The term rational is used to describe decision-making processes that are consciously analytic. In contrast, the term nonrational is meant to denote decision-making processes that are intuitive and evaluative. Meanwhile, the term irrational is appropriate when describing decision-making processes that respond to the emotions or that deviate from action chosen “rationally.”

When it comes to rational decision-making, goals and alternatives are made explicitly clear, the consequences of pursuing different alternative courses of action are calculated, and these potential consequences are evaluated in terms of how close they are to the goals in question. For instance, if you are wanting to lose weight, it would be rational to begin working out, to change up your diet to be more health-conscious, and to tell your family and friends to hold you accountable for dropping a certain number of pounds by a certain date.

But when it comes to nonrational decision-making, the response to the need for a decision is usually rapid, too rapid to allow for an orderly or sequential analysis of the situation.
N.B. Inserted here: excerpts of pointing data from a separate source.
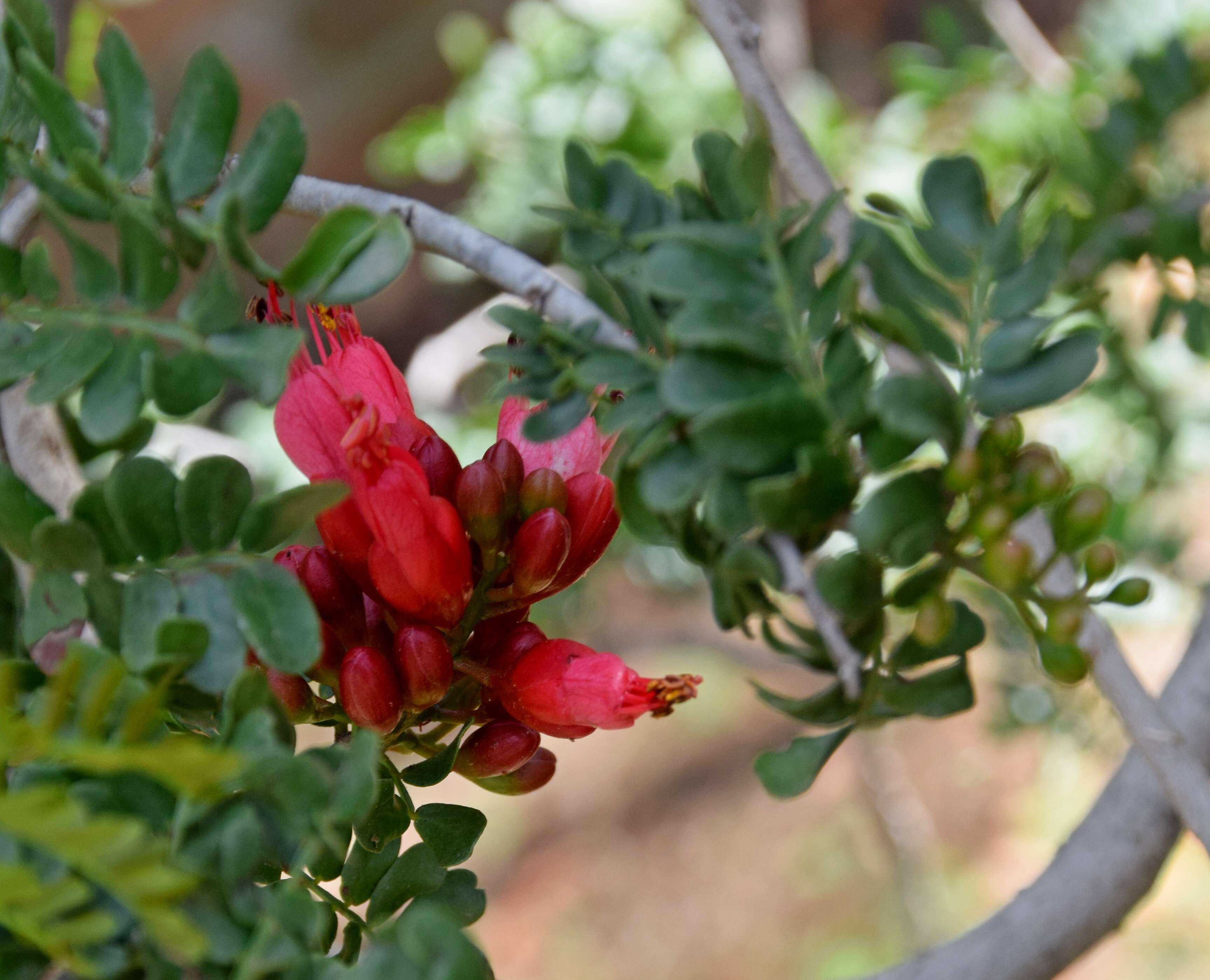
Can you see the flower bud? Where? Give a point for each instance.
(481, 503)
(541, 489)
(994, 522)
(539, 551)
(507, 461)
(934, 620)
(498, 748)
(1064, 621)
(1007, 563)
(534, 775)
(1129, 592)
(1002, 436)
(295, 695)
(425, 666)
(440, 464)
(1082, 518)
(1063, 661)
(1100, 561)
(327, 668)
(962, 474)
(337, 597)
(369, 691)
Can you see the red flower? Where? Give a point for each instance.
(582, 450)
(564, 689)
(322, 401)
(420, 561)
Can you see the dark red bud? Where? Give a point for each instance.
(498, 748)
(479, 499)
(369, 690)
(541, 489)
(515, 645)
(425, 666)
(337, 597)
(539, 551)
(327, 668)
(440, 464)
(295, 695)
(534, 775)
(507, 461)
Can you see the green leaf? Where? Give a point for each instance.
(276, 616)
(211, 500)
(215, 305)
(1047, 377)
(267, 170)
(147, 602)
(965, 636)
(414, 873)
(903, 518)
(129, 104)
(66, 124)
(271, 522)
(828, 707)
(793, 771)
(557, 419)
(55, 602)
(956, 198)
(33, 18)
(1026, 286)
(258, 357)
(434, 771)
(37, 274)
(184, 381)
(450, 830)
(331, 246)
(21, 511)
(920, 407)
(758, 435)
(365, 869)
(694, 381)
(673, 479)
(149, 268)
(937, 695)
(66, 546)
(202, 123)
(142, 495)
(113, 397)
(375, 267)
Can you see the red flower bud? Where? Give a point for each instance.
(327, 668)
(295, 695)
(481, 503)
(498, 748)
(534, 775)
(425, 666)
(369, 690)
(561, 685)
(539, 551)
(440, 464)
(348, 539)
(507, 461)
(541, 489)
(337, 597)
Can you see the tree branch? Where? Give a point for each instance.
(1106, 868)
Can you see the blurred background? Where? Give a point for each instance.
(655, 852)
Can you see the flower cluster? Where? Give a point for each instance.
(429, 569)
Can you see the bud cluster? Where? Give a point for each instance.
(429, 570)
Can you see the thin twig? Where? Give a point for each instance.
(1029, 45)
(1184, 778)
(797, 580)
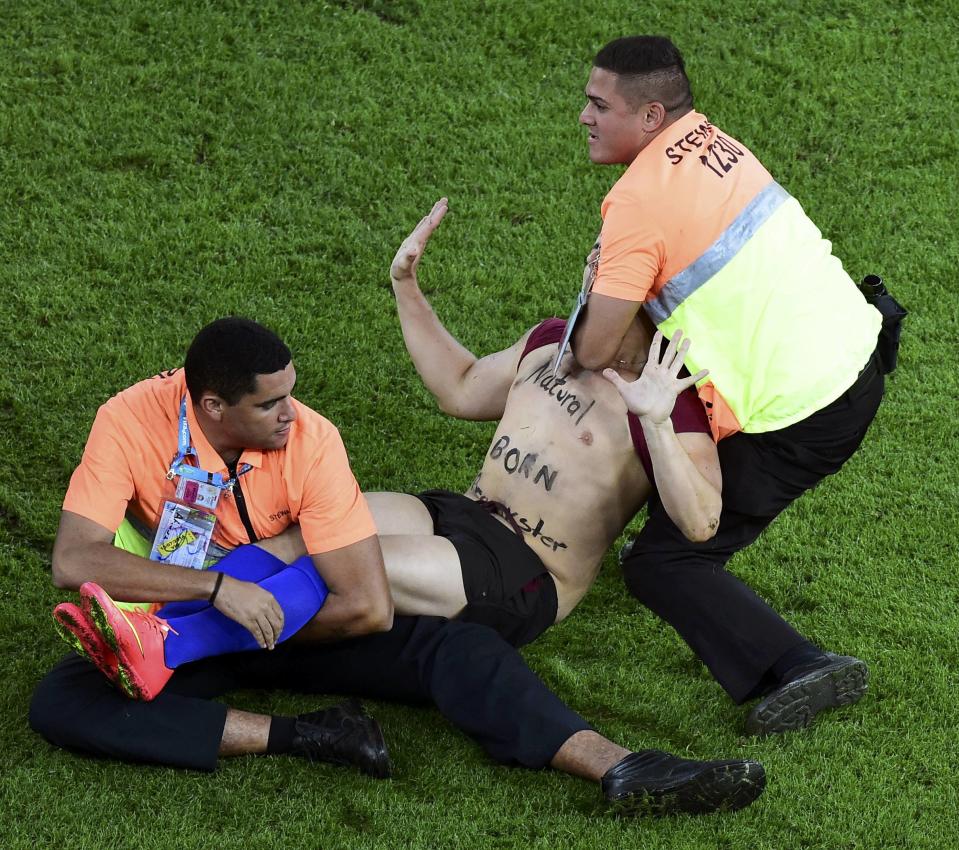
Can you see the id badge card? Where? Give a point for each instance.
(197, 493)
(589, 277)
(183, 535)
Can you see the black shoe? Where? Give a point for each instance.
(651, 782)
(344, 734)
(811, 688)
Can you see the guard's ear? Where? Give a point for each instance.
(654, 114)
(212, 405)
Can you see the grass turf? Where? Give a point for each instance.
(162, 165)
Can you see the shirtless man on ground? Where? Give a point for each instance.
(573, 459)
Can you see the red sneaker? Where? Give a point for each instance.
(74, 626)
(137, 639)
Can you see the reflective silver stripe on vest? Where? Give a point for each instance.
(732, 239)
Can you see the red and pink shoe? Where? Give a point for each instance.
(135, 637)
(75, 627)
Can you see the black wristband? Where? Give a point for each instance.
(216, 587)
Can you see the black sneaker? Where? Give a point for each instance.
(811, 688)
(652, 782)
(344, 734)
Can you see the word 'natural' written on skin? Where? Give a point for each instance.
(553, 386)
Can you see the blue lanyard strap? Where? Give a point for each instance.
(178, 465)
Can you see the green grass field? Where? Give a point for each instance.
(164, 164)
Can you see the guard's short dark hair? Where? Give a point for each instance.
(651, 68)
(226, 356)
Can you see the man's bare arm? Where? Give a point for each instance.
(84, 551)
(688, 475)
(464, 385)
(600, 330)
(359, 600)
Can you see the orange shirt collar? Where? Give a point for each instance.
(679, 128)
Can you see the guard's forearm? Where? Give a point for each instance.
(438, 357)
(692, 502)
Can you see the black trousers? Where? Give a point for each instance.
(737, 634)
(479, 683)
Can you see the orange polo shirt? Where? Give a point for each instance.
(134, 438)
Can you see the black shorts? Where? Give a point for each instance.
(507, 587)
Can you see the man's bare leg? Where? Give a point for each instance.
(399, 513)
(588, 754)
(244, 733)
(424, 574)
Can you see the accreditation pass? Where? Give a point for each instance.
(183, 535)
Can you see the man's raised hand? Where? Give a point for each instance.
(651, 396)
(403, 268)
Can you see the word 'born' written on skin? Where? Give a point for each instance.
(516, 461)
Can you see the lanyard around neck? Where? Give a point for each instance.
(185, 449)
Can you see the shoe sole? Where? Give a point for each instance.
(719, 788)
(76, 634)
(126, 680)
(381, 768)
(797, 704)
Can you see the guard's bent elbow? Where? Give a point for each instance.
(377, 617)
(702, 532)
(64, 577)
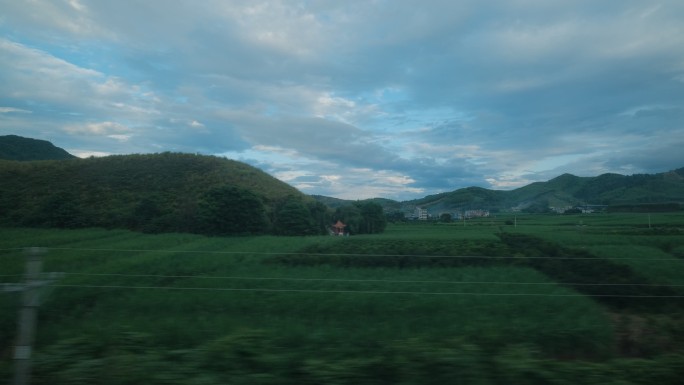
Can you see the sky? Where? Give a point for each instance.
(355, 98)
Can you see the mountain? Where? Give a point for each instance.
(564, 191)
(13, 147)
(152, 192)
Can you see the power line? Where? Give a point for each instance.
(344, 254)
(361, 291)
(366, 280)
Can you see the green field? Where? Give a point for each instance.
(590, 299)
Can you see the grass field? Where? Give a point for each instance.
(400, 307)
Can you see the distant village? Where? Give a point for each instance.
(422, 214)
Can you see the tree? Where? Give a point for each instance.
(293, 218)
(446, 218)
(373, 218)
(228, 210)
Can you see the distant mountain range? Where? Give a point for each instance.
(561, 192)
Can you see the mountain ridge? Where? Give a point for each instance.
(15, 147)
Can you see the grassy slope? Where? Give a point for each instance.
(315, 328)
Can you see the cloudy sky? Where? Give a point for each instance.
(355, 99)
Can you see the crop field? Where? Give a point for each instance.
(591, 299)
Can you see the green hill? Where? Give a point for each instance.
(152, 192)
(13, 147)
(564, 191)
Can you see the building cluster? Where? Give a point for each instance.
(421, 214)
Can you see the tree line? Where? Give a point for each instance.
(169, 192)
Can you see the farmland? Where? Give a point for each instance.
(559, 299)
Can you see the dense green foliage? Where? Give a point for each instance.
(159, 193)
(639, 192)
(166, 192)
(479, 302)
(13, 147)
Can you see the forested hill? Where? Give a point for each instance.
(153, 192)
(13, 147)
(613, 190)
(565, 191)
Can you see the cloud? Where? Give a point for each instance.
(343, 98)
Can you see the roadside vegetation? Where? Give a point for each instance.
(557, 299)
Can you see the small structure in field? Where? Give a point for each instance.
(338, 228)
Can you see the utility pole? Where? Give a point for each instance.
(27, 316)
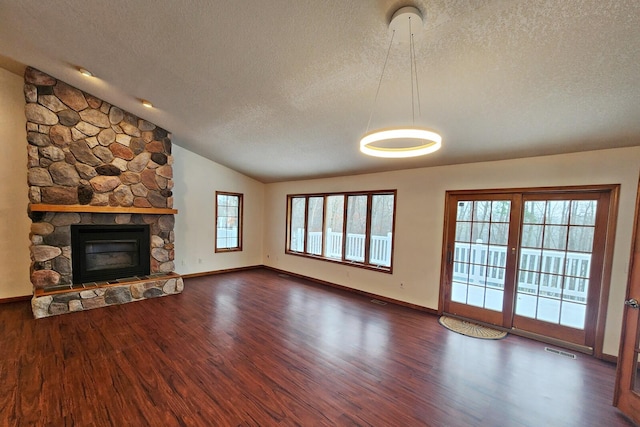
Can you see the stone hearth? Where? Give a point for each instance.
(90, 162)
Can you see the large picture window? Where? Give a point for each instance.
(228, 222)
(351, 228)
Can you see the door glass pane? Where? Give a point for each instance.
(553, 282)
(382, 206)
(334, 220)
(298, 208)
(480, 252)
(356, 228)
(557, 212)
(583, 212)
(534, 212)
(314, 225)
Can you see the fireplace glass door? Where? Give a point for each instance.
(108, 252)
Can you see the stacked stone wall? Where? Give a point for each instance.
(84, 151)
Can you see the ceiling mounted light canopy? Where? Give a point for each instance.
(85, 72)
(409, 141)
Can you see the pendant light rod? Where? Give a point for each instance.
(410, 141)
(384, 67)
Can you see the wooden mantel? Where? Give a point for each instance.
(41, 207)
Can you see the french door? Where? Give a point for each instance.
(530, 260)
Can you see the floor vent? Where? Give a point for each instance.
(560, 352)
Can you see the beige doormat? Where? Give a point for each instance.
(471, 329)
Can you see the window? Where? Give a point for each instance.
(351, 228)
(228, 222)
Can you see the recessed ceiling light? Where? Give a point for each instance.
(85, 72)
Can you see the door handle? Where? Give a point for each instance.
(632, 303)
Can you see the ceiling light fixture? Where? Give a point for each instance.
(85, 72)
(407, 141)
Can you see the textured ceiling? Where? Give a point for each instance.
(283, 90)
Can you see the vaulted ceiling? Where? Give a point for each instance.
(283, 90)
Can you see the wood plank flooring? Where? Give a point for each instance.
(254, 348)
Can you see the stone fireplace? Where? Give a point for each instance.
(97, 176)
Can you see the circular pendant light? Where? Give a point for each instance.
(407, 141)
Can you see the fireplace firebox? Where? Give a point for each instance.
(109, 252)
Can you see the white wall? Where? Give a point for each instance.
(420, 218)
(196, 181)
(15, 225)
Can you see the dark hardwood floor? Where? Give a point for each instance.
(257, 349)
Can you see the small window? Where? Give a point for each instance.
(228, 222)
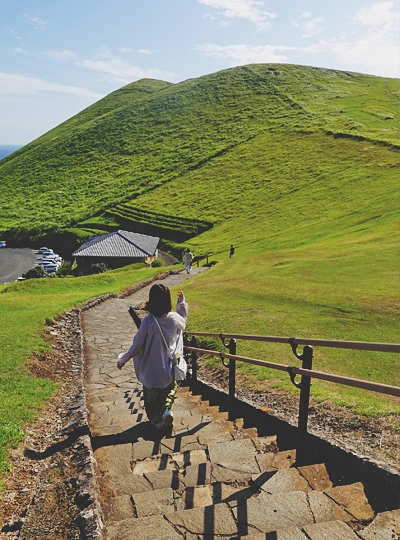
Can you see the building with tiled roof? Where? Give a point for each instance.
(117, 249)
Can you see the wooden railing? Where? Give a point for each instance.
(306, 371)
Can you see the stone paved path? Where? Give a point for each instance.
(108, 329)
(213, 477)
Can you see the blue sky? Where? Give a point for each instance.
(58, 57)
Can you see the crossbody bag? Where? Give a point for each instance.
(178, 362)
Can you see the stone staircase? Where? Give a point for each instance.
(214, 478)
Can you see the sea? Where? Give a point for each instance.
(7, 149)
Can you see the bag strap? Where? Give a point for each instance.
(170, 356)
(161, 332)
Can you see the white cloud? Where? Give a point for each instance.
(63, 56)
(376, 14)
(36, 22)
(377, 53)
(313, 27)
(246, 54)
(114, 68)
(20, 51)
(17, 84)
(376, 45)
(242, 9)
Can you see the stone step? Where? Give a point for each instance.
(386, 526)
(293, 516)
(331, 530)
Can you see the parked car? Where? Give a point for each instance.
(51, 268)
(50, 265)
(52, 258)
(45, 262)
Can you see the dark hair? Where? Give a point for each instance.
(159, 300)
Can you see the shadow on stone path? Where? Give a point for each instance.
(114, 397)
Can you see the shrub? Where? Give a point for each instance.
(157, 262)
(64, 270)
(98, 268)
(36, 272)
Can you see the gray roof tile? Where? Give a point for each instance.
(119, 244)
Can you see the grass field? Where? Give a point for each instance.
(24, 309)
(297, 167)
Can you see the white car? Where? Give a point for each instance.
(54, 258)
(50, 268)
(49, 263)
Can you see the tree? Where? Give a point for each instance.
(37, 271)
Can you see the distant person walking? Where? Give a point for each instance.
(188, 259)
(151, 359)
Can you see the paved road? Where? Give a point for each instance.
(14, 262)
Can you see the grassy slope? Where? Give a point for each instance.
(315, 223)
(150, 132)
(24, 308)
(314, 217)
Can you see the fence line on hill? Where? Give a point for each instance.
(305, 370)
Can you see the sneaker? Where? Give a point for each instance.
(168, 420)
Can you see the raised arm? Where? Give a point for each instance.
(182, 307)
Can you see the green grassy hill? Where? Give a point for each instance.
(150, 133)
(297, 167)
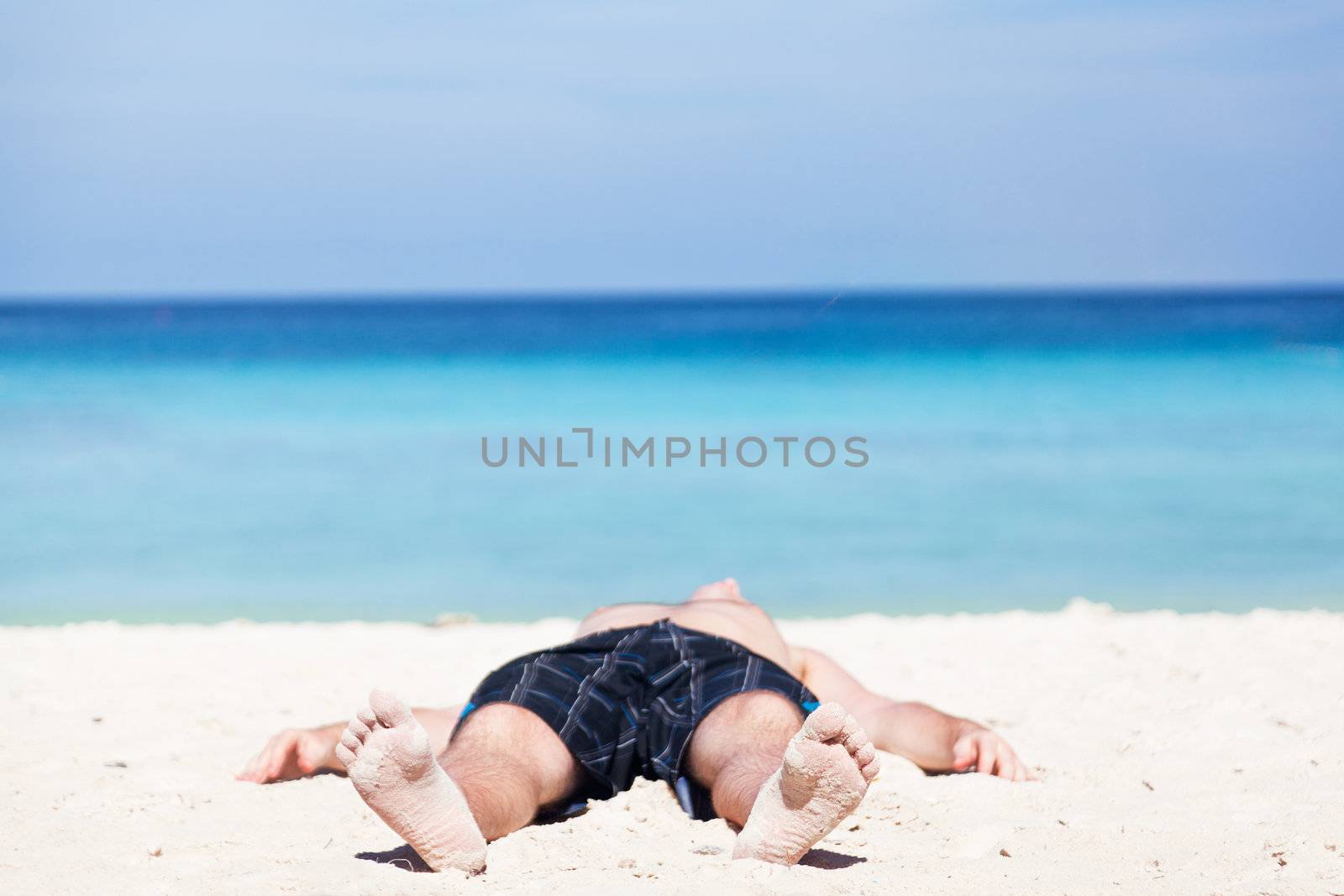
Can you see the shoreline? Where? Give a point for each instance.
(449, 620)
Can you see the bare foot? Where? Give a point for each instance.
(826, 773)
(723, 590)
(390, 762)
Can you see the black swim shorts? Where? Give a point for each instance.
(625, 701)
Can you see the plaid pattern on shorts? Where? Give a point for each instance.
(625, 701)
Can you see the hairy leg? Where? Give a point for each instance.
(488, 782)
(738, 746)
(819, 775)
(510, 765)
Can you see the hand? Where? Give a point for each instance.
(984, 752)
(295, 752)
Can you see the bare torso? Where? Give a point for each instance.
(725, 614)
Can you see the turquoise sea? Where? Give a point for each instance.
(176, 459)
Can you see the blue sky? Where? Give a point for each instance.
(262, 148)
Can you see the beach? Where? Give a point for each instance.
(1178, 754)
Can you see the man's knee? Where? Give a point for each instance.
(756, 711)
(508, 743)
(497, 721)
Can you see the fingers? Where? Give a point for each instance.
(985, 765)
(268, 763)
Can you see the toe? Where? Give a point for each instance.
(360, 728)
(344, 755)
(389, 710)
(808, 759)
(826, 721)
(853, 736)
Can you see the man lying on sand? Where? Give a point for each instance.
(703, 694)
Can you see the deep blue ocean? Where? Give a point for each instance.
(322, 459)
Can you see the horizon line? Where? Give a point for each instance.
(690, 295)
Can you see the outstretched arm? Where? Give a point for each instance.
(929, 738)
(299, 752)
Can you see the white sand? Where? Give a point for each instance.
(1198, 754)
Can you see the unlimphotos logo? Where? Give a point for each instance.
(669, 450)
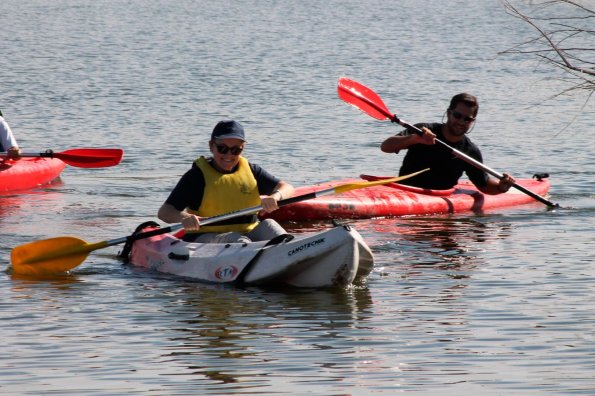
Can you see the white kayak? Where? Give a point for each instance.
(333, 257)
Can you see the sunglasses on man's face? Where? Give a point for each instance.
(223, 149)
(459, 116)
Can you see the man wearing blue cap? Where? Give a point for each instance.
(224, 183)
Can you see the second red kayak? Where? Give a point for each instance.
(28, 173)
(394, 199)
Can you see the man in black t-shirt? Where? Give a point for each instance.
(445, 167)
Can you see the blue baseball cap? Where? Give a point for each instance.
(228, 129)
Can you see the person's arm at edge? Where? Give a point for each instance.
(396, 143)
(282, 190)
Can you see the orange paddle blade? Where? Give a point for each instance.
(49, 255)
(365, 184)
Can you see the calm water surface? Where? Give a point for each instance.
(477, 303)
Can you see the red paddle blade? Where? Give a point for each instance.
(363, 98)
(91, 157)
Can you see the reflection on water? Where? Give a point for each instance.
(443, 242)
(229, 335)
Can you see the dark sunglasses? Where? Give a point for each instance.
(458, 116)
(223, 149)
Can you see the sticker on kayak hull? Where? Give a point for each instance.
(228, 272)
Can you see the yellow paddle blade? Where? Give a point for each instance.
(50, 255)
(364, 184)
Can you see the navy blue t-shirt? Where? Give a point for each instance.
(189, 191)
(445, 167)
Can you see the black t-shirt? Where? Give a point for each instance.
(445, 167)
(189, 191)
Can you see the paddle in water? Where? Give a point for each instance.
(83, 157)
(369, 102)
(61, 254)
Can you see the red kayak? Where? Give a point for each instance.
(28, 173)
(394, 199)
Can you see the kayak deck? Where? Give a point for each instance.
(394, 199)
(27, 173)
(331, 258)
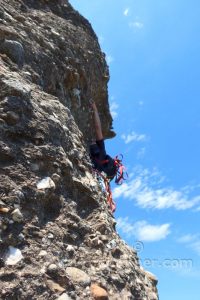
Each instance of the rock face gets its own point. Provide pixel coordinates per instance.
(56, 229)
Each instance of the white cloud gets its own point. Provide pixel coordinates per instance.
(109, 59)
(145, 190)
(133, 137)
(142, 230)
(126, 12)
(113, 109)
(136, 25)
(191, 241)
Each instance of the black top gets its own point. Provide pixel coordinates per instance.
(101, 160)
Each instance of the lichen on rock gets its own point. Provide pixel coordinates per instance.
(53, 214)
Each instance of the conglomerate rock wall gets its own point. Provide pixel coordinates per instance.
(57, 234)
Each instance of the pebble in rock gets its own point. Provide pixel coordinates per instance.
(52, 268)
(78, 276)
(14, 50)
(64, 297)
(98, 293)
(17, 215)
(43, 253)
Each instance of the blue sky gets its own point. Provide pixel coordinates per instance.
(152, 49)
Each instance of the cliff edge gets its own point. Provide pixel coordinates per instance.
(57, 234)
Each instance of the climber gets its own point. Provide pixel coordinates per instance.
(102, 162)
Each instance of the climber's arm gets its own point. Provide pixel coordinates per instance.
(97, 122)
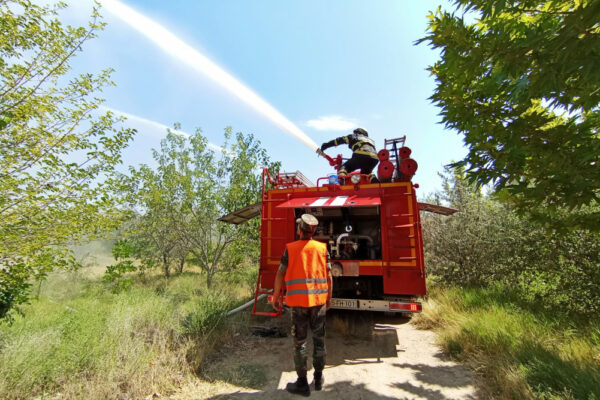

As a result, the decisionmaker cannot usually give a veridical account of either the process by which the decision was reached or the grounds for judging it to be the correct or most useful one. Nevertheless, decision-makers may have great confidence in the correctness of their intuitive decisions and are likely to attribute their ability to make them rapidly to their previous experiences.

As an example, sometimes when driving on the highway, we are required to make snap decisions to avoid disaster. An instance of nonrational decision-making would be to merge left, instead of right, to avoid causing a massive accident. When the driver pulls over afterward to calm their nerves, they may not be able to understand why they felt the impulse or intuition to go left instead of right (especially when previous experience and the law states to merge to the right shoulder), but they may nonetheless feel assured in their choice at the time. But since they didn’t necessarily weigh all of the alternatives available to them, it would hardly qualify as a rational decision.

Irrational decision-making, however, means that it is poorly adapted to our volitional and rational goals. Rational and nonrational decisions are thought out with some kind of common sense, irrational ones are not. An irrational decision is a decision that goes against or counter to logic or reasoning. For instance, if you are wanting to clean up your bedroom, then there are, presumably, certain tasks that you should do in order to complete that task or fulfill that purpose. This may include things like vacuuming your carpet, picking up any clothes left on the floor, throwing away your trash, and the like. So if the goal or purpose is to clean up your room, doing any/all of those activities would make sense. You would be acting rationally.

However, it would be irrational if you poured out soda on your carpet and left it there. Or if you decided to decorate your windowsills and nightstands with soil from your plants. And so on. These actions would be irrational because you’re going against your previously acknowledged purpose of cleaning up your room. You are, in fact, making things worse by making things dirtier. Because there is that expectation or anticipated purpose, anything that actively goes against it (that you willingly chose to do) means it is irrational.

Thus, there are differences between rational behavior (or reasoning), nonrational behavior, and irrational behavior (or reasoning). We must keep them in mind as we analyze human behavior as well as what it means to engage in critical thinking. Nonrationality has its place in our world; sometimes we forget that. But we must also strive to be as rational as possible, not just for ourselves but also for our communities.